Powers the ``/graph`` page (the in-app, Obsidian-graph-view-like network of the
legal corpus). This module is a **pure projection** of the live corpus, not a
parallel store: every node and edge is assembled on the fly from the canonical
tables via the shared ``db.get_pool()`` connection. It writes nothing
(``SELECT`` only), so it cannot drift from the source of truth — preserving
**G2** (single source of truth, no parallel paths). It is also **not a retrieval
path** (03-retrieval): it returns graph topology (nodes + edges + in-degree),
never ranked search results, so it cannot become a second, drifting way to
"find" precedents.
Phase 1 node types:
- ``precedent`` — a row in ``case_law`` (external rulings + committee decisions)
- ``topic`` — a synthesized hub per ``subject_tag``
- ``practice_area`` — a synthesized hub per ``case_law.practice_area``
Phase 1 edge types:
- ``cites`` — ``precedent_internal_citations`` (source → cited)
- ``same_chain`` — ``case_law_relations`` (undirected, same-case chain)

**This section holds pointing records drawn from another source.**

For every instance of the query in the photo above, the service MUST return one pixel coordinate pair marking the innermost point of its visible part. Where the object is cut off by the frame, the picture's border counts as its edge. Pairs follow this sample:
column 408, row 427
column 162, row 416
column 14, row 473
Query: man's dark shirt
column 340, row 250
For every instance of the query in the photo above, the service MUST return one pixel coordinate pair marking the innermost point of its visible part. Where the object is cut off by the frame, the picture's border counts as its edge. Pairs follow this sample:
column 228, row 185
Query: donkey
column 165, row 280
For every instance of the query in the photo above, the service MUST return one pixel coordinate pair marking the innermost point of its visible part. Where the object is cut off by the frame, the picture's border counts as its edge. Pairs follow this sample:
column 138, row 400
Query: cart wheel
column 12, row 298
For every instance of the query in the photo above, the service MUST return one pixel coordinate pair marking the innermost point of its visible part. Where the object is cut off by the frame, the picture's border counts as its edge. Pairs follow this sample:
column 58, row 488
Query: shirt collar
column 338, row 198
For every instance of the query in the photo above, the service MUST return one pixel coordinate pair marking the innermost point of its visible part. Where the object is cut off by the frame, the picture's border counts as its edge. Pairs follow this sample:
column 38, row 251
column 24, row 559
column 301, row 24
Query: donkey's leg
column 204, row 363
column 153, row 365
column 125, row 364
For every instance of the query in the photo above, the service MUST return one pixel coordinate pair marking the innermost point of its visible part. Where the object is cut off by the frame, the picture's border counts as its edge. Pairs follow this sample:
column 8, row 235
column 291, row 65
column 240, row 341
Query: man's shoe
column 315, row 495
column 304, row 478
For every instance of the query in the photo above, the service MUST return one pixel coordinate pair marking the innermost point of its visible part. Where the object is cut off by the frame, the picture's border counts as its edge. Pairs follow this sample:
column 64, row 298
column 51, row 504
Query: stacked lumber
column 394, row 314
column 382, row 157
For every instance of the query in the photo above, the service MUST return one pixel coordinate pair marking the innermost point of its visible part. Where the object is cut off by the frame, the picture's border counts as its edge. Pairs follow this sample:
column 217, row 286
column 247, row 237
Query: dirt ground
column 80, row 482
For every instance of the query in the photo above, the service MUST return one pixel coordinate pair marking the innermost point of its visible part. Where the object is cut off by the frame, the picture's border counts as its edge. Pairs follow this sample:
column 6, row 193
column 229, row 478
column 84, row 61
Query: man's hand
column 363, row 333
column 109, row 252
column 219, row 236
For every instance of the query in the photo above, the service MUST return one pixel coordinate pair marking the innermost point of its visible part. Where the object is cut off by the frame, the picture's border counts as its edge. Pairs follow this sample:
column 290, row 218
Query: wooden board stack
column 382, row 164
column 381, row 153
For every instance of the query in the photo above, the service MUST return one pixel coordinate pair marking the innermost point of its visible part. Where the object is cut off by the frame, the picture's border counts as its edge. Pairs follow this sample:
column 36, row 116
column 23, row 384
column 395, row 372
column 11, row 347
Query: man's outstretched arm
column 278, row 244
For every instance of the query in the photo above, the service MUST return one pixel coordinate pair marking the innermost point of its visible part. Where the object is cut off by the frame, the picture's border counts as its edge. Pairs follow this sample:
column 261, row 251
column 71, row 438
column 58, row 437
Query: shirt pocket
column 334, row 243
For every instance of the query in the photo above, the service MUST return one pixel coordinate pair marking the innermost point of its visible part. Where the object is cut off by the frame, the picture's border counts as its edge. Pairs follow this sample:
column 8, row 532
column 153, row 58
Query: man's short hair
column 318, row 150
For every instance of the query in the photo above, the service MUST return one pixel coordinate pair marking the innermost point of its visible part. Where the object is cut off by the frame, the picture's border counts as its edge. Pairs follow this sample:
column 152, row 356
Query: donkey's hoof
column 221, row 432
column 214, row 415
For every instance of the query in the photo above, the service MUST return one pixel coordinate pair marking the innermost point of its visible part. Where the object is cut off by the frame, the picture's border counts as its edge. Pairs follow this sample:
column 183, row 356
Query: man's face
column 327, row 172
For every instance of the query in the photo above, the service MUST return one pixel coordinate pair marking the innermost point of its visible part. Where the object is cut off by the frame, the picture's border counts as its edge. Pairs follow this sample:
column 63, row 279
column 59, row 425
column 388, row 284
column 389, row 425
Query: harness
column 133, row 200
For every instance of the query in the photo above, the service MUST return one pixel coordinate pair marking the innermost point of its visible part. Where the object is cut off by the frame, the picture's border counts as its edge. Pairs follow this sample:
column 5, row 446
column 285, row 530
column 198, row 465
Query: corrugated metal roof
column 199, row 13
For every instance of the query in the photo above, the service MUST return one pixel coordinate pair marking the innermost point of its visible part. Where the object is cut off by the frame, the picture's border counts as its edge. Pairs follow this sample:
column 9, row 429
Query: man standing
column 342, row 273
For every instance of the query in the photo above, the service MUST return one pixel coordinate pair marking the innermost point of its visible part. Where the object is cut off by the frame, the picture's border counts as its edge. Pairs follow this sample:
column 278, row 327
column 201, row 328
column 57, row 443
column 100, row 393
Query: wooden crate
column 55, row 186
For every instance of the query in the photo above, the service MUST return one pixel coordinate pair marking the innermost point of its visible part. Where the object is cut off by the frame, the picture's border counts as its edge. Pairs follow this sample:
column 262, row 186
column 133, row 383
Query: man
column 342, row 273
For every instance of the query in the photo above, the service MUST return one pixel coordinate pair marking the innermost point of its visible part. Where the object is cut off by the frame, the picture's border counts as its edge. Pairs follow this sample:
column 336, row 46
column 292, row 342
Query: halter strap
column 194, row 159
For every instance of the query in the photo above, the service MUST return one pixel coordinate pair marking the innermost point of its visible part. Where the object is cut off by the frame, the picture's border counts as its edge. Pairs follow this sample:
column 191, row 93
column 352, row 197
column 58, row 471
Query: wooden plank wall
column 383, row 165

- ``tagged`` — synthesized precedent → topic-hub membership
- ``in_area`` — synthesized precedent → practice-area-hub membership
Node **size = importance = incoming-citation count**, computed in SQL via the
``idx_pic_target`` index (a single index-backed ``GROUP BY``, never N+1).
Halacha nodes + corroboration/equivalence edges are Phase 2 (gated behind the
``node_types`` param), so the frontend can already send/hide ``halacha`` without
a contract change.
"""
from __future__ import annotations
from uuid import UUID
import asyncpg
from pydantic import BaseModel
# ── Node-type vocabulary ─────────────────────────────────────────────
VALID_NODE_TYPES = {"precedent", "halacha", "topic", "practice_area"}
DEFAULT_NODE_TYPES = ("precedent", "topic", "practice_area")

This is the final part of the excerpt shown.